Reflect on your answers. Do you believe stress is bad for you? Do you think stress should be avoided? Do you believe your stress is going to kill you? Take some time to investigate where those beliefs came from. This way, we can plan a course of corrections to reframe any unhelpful stress beliefs that no longer serve us.

So, what is your relationship with stress? Is it serving you?

Reimagining Stress

There will always be stress in our days, but we can learn to reframe it and adopt productive beliefs about the stress that help minimize needless harm and worry.

Thanks to thought leaders like Kelly McGonigal, a growing body of research shows that it is not the experience of stress that is bad for us. It is undergoing stress and believing that stress is bad for you that actually makes it harmful. McGonigal suggests that instead of minimizing our stress, we can learn to get better at it.

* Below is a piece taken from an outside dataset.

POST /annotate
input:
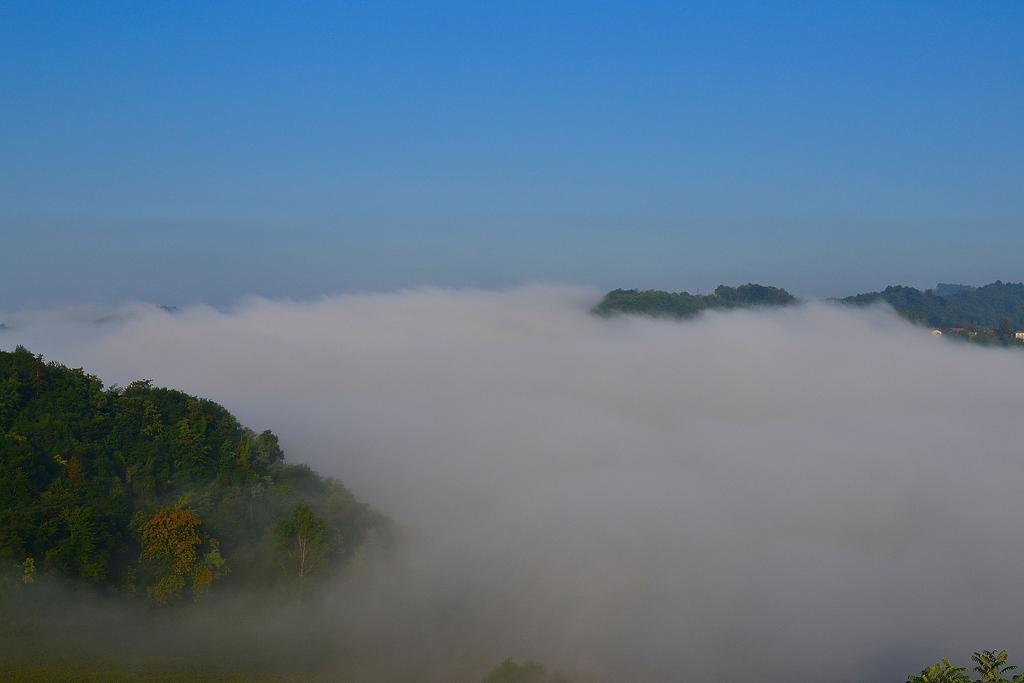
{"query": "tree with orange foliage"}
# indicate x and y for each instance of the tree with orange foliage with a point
(171, 544)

In her book The Upside of Stress: Why Stress Is Good for You and How to Get Good at It, McGonigal shares three productive beliefs about stress that can help us reframe and minimize its harmful effects.

  • View your body’s stress response as helpful, not debilitating or harmful; view stress as energy.
  • View yourself as able to handle, and even learn and grow from, the stress in your life.
  • View stress as something everyone deals with and a natural part of our humanity.

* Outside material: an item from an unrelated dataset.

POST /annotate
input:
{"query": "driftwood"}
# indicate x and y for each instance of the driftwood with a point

The findings by Crum et al. (2013) using the Stress Mindset Measure tool support the idea that how we think and speak about our stress matters. It is not the stress itself that is linked to negative outcomes, but our perceptions of stress that are most damaging. Rather than saying, “This stress is going to kill me,” try saying, “I am feeling this stress. I will give myself some time to unwind before approaching my next task.” We often respond to our stressors as threats or challenges instead of opportunities to grow or change. Yet when we change our outlook and view stress more positively, we can begin to take back control and handle stressors in healthier ways.

When I shared the topic of my next book with someone, I told them it was about how to stress wisely. Laughing in a doubtful tone, they said, “Can that be done?” Stress is a wicked problem, yet I wholeheartedly believe that there is a way we can all learn how to be well in this unwell world.

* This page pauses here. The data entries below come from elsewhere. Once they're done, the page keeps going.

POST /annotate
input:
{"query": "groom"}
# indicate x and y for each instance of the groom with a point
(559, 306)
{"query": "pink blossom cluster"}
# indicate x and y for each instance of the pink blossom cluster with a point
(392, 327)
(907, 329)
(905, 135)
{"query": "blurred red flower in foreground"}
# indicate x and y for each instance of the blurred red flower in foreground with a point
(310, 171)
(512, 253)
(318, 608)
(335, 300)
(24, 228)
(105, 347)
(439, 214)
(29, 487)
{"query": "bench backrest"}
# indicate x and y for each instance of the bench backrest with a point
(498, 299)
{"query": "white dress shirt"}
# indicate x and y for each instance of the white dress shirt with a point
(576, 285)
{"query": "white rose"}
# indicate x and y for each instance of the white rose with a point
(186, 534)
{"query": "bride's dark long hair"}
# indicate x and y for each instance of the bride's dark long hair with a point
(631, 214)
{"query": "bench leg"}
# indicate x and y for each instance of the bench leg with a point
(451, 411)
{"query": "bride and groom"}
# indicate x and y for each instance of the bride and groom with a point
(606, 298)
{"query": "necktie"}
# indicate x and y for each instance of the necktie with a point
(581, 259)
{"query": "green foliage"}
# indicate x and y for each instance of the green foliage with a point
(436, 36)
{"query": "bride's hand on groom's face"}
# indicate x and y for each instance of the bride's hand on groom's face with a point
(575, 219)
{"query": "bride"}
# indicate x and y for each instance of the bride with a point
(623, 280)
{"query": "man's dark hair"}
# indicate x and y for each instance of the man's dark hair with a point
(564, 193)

Stress permeates every aspect of our lives. We will never be able to outthink stress or run far enough away from it, nor should we want to. Stress does not have to be the enemy we often make it out to be. By shifting our mindset and learning how to productively and effectively work with it, we can make stress our ally. The story we tell ourselves about our stress matters. How we think about stress matters. Reframing and shifting how you perceive your stress and coexist with your stressors can be transformational for how you live your life and even your biology!

References

Crum, A. J., Salovey, P., & Achor, S. (2013). Rethinking stress: the role of mindsets in determining the stress response. Journal of Personality and Social Psychology, 104(4), 716–733. https://doi.org/10.1037/a0031201

Hanley-Dafoe, R. (2023). Stress wisely: How to be well in an unwell world. Page Two.

McGonigal, K. (2016). The upside of stress: Why stress is good for you and how to get good at it. Penguin Random House.